Seu desenvolvimento e produção seriam imediatamente recomendados pelos Observadores ao Alto Comando alemão como prioridade máxima para futuras aquisições do Exército. E isso acabou levando, ao longo dos anos, à adoção dos próprios projetos de Bruno nesse setor.
As coisas se moviam rápido nos bastidores. Com as relações entre o Reich Alemão e o Império Russo atingindo o seu ponto mais baixo, e o Exército alemão começando a adotar metralhadoras em massa, Bruno, através de ações relativamente pequenas, mudou completamente o destino deste mundo.
Ele suspeitava disso, mas não podia confirmar, pois não tinha acesso aos grandes desdobramentos. Seu foco permanecia em suas tarefas diárias na Escola de Guerra de Prússia, em se sair bem nos exames e, ao final do dia, voltar para casa e encontrar sua esposa amada.
Heidi tinha dado à luz recentemente o primeiro filho do casal. Por isso, Bruno havia contratado temporariamente uma empregada para ajudar nas tarefas domésticas. Não vivia na pobreza; como capitão do Exército alemão, recebia um salário razoável.
Também vinha de uma família abastada, que estava disposta a ajudar com os custos de criar o bebê durante e após a gravidez de Heidi. Por isso, ela foi mantida praticamente de repouso durante esse período, mesmo querendo ajudar mais na casa.
A vida era simples naqueles dias, e Bruno se encontrava em um estado de paz, relembrando o dia em que Heidi deu à luz seu primeiro filho. Que, ao contrário de uma maternidade pública, foi realizado com conforto em seu próprio lar, com o apoio do médico da família e da equipe de enfermagem.

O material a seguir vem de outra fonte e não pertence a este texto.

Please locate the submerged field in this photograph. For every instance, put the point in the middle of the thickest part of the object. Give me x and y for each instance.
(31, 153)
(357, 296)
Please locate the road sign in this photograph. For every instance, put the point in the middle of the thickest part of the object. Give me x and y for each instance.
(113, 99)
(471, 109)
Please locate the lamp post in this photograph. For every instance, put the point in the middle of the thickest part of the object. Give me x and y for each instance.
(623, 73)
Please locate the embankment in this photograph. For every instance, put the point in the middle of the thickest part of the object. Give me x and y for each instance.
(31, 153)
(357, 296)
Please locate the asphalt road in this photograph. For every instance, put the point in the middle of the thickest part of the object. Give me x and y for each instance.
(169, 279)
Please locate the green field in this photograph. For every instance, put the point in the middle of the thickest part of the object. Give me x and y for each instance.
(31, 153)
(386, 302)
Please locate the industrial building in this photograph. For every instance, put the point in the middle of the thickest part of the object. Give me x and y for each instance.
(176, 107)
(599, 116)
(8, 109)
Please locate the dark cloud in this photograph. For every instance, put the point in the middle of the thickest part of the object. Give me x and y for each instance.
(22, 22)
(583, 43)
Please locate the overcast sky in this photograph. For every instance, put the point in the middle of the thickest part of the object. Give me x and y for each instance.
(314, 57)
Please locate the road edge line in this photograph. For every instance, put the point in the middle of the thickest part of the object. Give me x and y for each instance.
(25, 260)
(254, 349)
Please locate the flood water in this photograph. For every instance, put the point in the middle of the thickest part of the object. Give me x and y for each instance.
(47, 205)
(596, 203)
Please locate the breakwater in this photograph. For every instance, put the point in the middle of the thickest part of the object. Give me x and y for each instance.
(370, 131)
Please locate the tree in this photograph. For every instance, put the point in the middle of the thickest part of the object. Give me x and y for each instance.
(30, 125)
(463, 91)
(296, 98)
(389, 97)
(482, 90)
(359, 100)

Talvez por causa da sua constituição natural, o parto foi relativamente breve e menos doloroso do que normalmente seria. Uma bebê saudável nasceu na manhã de 10 de setembro de 1901.
Bruno e Heidi pensaram no nome da filha por algum tempo, e decidiram chamá-la de Eva. A menina tinha semelhanças com os pais, com a mesma cor de olhos de ambos e, eventualmente, seu cabelo dourado e louro também.
A criança foi levada ao quarto de hóspedes para descansar em seu berço, onde seria cuidada pela mãe após a recuperação do parto. E, enquanto Heidi descansava em paz, Bruno se aproximou de sua filha, que olhava para ele silenciosamente com seus olhos azuis azuis.
Bruno tinha uma expressão severa ao fazer uma promessa à sua primogênita, uma promessa que tinha a intenção de cumprir, mesmo que isso um dia custasse sua vida.
"Com seu nascimento, faço um juramento solene a você, minha filha Eva: nos próximos anos, vou construir um mundo melhor para você viver do que aquele em que nasci. Os erros do passado serão reescritos, e você crescerá em um Reich forte e próspero. Uma cultura e tradições que serão preservadas até o fim dos tempos."
"Juro isso a você, sob pena de morte e condenação eterna, caso não cumpra minha promessa."
Depois de dizer isso, Bruno se afastou de sua filha recém-nascida, decidido a continuar o trabalho que começou nesta vida, trilhando o caminho que tinha iniciado até o fim.